Suboxone works by reducing cravings and withdrawal symptoms. This medication makes it easier for people to continue to stick to their treatment plans. Suboxone can be a helpful tool in recovery, but it is not a cure for addiction. 

Taking Suboxone binds it to the receptors in your brain responsible for the pleasurable effects of opioids. This binding helps reduce cravings and withdrawal symptoms. The naloxone in Suboxone will block the effects of opioids if you try to use them while on this medication, preventing relapse.

Promoting Recovery Through Suboxone

Physical dependence developing from opioid addiction can be one of the biggest obstacles to recovery. Suboxone can be a valuable tool in recovery, but it is not a cure for addiction. However, by relieving cravings, Suboxone helps people focus on other aspects of their recovery, such as counseling and therapy.

The most effective way to use Suboxone is as part of a comprehensive treatment plan that includes counseling and therapy.

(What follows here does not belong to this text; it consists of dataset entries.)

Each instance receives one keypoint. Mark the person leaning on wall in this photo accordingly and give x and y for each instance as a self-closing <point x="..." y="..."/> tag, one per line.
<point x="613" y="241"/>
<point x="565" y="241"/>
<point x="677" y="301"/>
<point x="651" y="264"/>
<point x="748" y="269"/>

During these therapy sessions, those in recovery learn about the triggers that led to their addiction and how to avoid them in the future. Learning coping skills to help people deal with stress and other emotions healthily is another big part of counseling.

Your doctor will work with you to slowly taper off the medication when it’s time to stop taking Suboxone. It typically takes several weeks, but this process is different for everyone. This medication is effective and safe when used as directed by a doctor.